Essa juventude incluía artistas plásticos da Geração 80, grupos teatrais porquê Asdrúbal Trouxe o Trombone, o coletivo de poetas Nuvem Cigana, bandas porquê Blitz e Barão Vermelho e a coreógrafa Deborah Colker. Liderados por Perfeito Riqueza, eles instalaram a primeira lona e desenharam as linhas mestras da utopia que o Circo representa.
Cumprindo —não sem resistência— as determinações do contrato estabelecido com a prefeitura, a lona com capacidade para 300 pessoas é desmontada depois menos de três meses de funcionamento. Se sua história acabasse ali, o Circo teria já desempenhado seu papel de espasmo de utopia, ou seja, de sonho dourado que, porquê é da natureza do sonho, não se sustenta frente à rijeza do real. Mas não.

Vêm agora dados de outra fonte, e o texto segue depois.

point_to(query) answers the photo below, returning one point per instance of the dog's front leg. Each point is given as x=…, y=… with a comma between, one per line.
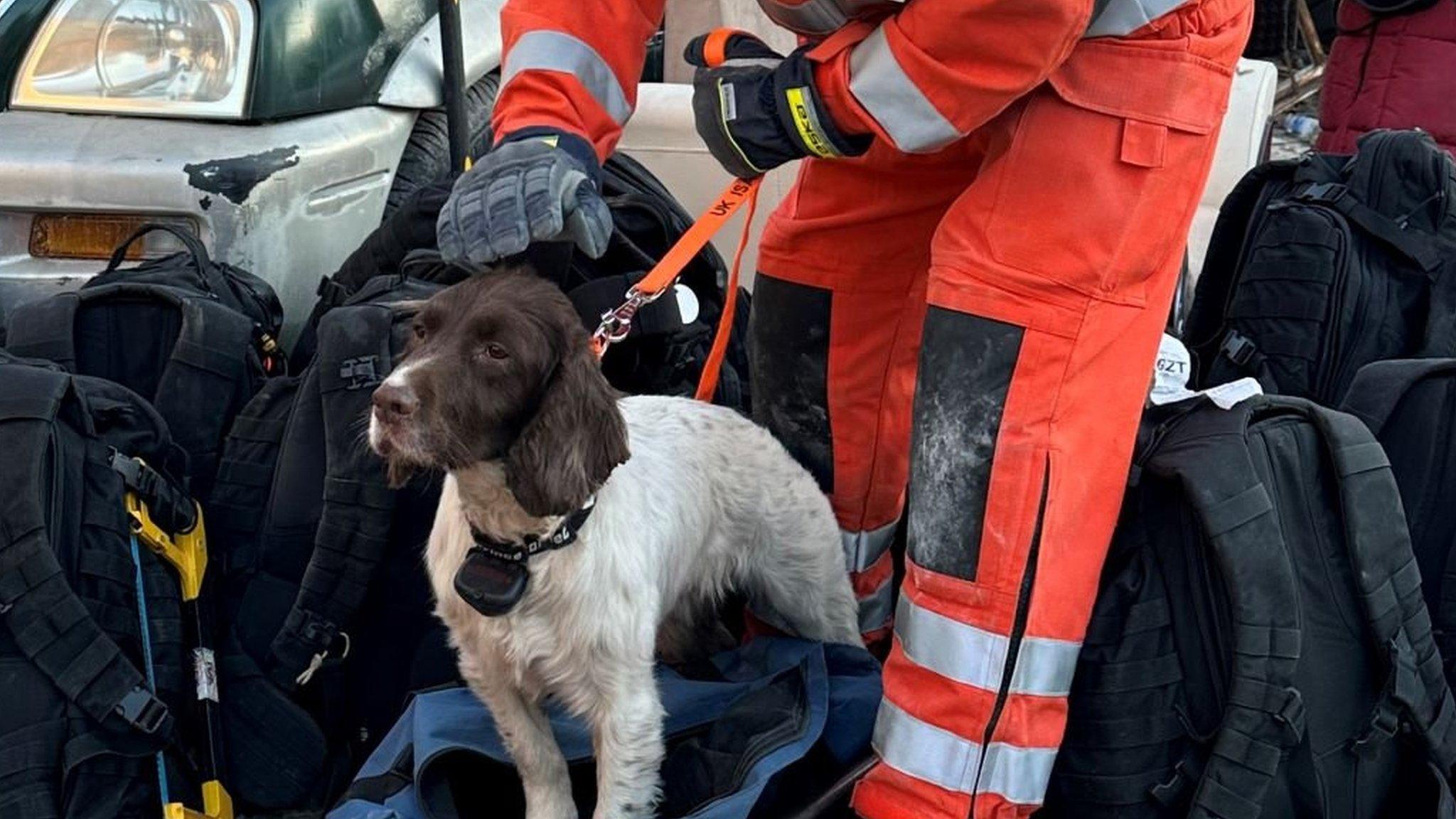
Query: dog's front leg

Naquele mesmo ano, o Circo reabre na Lapa, com uma estrutura dez vezes maior do que a original. O novo endereço revela e amplia os sentidos da utopia, porquê se ela abraçasse o legado desse espaço por onde circularam Madame Satã e Manuel Bandeira, Villa-Lobos e Carmem Miranda, Machado de Assis e Noel Rosa. E, sem terebrar mão do sonho, consegue se declarar porquê equilibrista na corda bamba desencantada e desromantizada do mercado.
A utopia do Circo teve que se declarar ainda sobre circunstâncias políticas, porquê as que determinaram o seu fechamento. Na ocasião, em novembro de 1996, o prefeito eleito Luiz Paulo Conde foi comemorar sua vitória nas urnas no Circo Voante, numa noite em que as atrações eram as bandas punk Ratos de Porão, Garotos Podres e Serial Killer. Entrou ao som de marchinhas porquê “Cidade Maravilhosa” e “Cabeleira do Zezé”, espírito de comício. Foi vaiado e xingado. Dois dias depois, o Circo foi fechado. A reabertura se deu unicamente em 2004.
Honrando o solo da Lapa, o Circo é há 42 anos guiado pela compreensão fundíbulo do valor do encontro e por um olhar espaçoso sobre a vida e sobre o Brasil —onde convivem João Gordo e Chico Buarque, só para referir dois exemplos de personagens que passaram por lá. Há centenas de noites memoráveis em seu histórico, e o mais bonito é que elas continuam brotando, incessantemente, documentando o calor do presente: Os Garotin, Ana Frango Elétrico e Marina Lima, para lembrar alguns shows que aconteceram neste ano.
O Circo é a Domingueira Voadora da Orquestra Tabajara, os bailes de Paulo Moura e o mais recente Dança do Almeidinha, de Hamilton de Holanda. É Ramones e Raimundos, Chico Science e Pato Fu e outras bandas que renovaram a música brasileira na dezena de 1990 e estavam ali desde o início. É o rap dos 1990 e o trap dos 2020. É Celso Blues Boy.
É a celebração dos grandes nomes sexagenários, e septuagenários, e octogenários da MPB, porquê Caetano Veloso e seu “Cê”, Gal Costa e seu “Recanto”, Ney Matogrosso e seu “Ósculo Bandido”, Chico Buarque e seu “Carioca”. É o rabino de cerimônias Lencinho dando rosto, dreads e gestual à psique da moradia. É a sabedoria que dança de Lee Perry. É o queima do Franz Ferdinand em seus primeiros anos. É Mart’nália abrindo o verão.
E, sobretudo, o Circo é a magia que se dá quando a lona envolve no mesmo amplexo artista e público, potencializando a níveis estratosféricos a experiência de ambos —é rara a forma porquê isso se manifesta ali.
Alguns podem mostrar as causas na arquitetura da moradia, no apelo emocional de seu histórico, na qualidade da curadoria. São elementos e pistas, isso é evidente. Mas magia não se explica. E utopia se vive —enquanto ela arde pelo tempo que tiver que chamejar, agora oficialmente reconhecida porquê o patrimônio que todos os que o frequentamos sabemos desde sempre.